The next step is to begin appreciating degree of difficulty in our calculations of execution and performance. We do this not by assuming that someone experiences disadvantages related to the tasks at hand but by engaging managers beyond the function of monitoring performance and reinforcing that their role is to serve and support all of their people to success. The burden of proof should rest on the manager's shoulders, not on the employees (unless anti-ethical behavior is involved). Employees should be judged by their development under a given manager, not on an arbitrary performance standard because personal development is a function of objective measures - proactivity, discipline, consistency, and detail orientation; performance is often a function of conditions beyond our direct control.

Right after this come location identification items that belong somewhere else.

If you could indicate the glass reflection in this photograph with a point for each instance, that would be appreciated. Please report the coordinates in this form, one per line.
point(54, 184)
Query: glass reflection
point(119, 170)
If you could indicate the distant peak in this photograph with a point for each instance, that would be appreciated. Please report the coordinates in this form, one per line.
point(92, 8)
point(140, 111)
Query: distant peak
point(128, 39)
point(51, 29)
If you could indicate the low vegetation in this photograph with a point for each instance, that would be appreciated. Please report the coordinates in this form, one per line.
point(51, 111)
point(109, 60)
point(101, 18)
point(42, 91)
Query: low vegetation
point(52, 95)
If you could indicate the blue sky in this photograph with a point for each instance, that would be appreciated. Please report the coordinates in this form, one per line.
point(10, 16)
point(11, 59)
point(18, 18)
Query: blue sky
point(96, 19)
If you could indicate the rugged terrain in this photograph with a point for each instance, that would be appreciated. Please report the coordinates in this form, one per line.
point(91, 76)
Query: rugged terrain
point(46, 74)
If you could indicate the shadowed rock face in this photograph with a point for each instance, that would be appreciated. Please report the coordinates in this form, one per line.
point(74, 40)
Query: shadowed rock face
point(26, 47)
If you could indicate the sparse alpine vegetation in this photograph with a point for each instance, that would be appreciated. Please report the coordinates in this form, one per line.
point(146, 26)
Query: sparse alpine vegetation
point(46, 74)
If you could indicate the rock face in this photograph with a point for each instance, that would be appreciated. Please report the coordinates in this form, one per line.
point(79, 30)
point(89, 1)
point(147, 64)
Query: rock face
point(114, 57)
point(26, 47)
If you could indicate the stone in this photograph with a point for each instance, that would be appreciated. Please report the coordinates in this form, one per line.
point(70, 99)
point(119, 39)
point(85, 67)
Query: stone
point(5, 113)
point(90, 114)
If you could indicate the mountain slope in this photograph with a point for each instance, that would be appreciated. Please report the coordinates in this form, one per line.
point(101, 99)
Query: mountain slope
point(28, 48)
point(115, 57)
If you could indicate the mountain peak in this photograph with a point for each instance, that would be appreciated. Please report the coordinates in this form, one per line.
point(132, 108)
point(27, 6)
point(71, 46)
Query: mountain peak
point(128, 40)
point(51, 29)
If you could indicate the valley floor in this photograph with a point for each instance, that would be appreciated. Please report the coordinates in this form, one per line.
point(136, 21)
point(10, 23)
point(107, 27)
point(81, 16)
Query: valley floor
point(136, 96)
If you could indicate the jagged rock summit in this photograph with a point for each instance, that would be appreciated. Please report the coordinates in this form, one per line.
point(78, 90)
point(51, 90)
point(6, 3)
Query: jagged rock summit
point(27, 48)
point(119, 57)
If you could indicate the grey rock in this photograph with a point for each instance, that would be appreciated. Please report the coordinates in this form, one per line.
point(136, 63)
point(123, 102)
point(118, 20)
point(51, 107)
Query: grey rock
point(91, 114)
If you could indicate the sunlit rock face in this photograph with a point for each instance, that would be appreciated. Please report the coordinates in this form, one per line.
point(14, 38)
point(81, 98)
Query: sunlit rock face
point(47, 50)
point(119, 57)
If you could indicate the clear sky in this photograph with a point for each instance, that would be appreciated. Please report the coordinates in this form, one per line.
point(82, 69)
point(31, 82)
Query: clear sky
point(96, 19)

Lastly, we reconcile privilege by giving shortcuts to those who experience greater inequity due to their identity by pairing them with more successful internal mentors who can help them navigate their way to success just as they did. But the internal mentor's function must go beyond advice and veer into the territory of advocacy. So much of corporate success comes down to who is fighting for you in discussions you don't even realize are happening about you. Invite the mentors to the talent discussions as important voices to be considered beyond the metrics, qualitative anecdotes, and passionate defenses of more outspoken managers.
If we do these three things well, those with privilege and those without will find themselves on a more level playing field for the first time. And this is the point of talent identification and development - when we value work ethic, passion, solution-orientation, and emotional maturity more than we value numbers or pedigree or similarity or familiarity, more people can earn a seat at the table. And everyone has to do the same kind of work to achieve success under this approach.
Today, Zuckerberg is the billionaire and Biles is the American hero. Writers and readers of fiction understand this important difference. A heroes' journey without significant adversity does not make for a very interesting protagonist - it doesn't build the character necessary for them to understand that their power is only as good as how they leverage it in service of others. Zuckerberg and Biles do have one thing in common even though they arrived at it through completely different means - when asked why they possess such lofty visions of what they can achieve in their unique pursuits - both routinely reply - because I can.
It's time we make sure more people can too.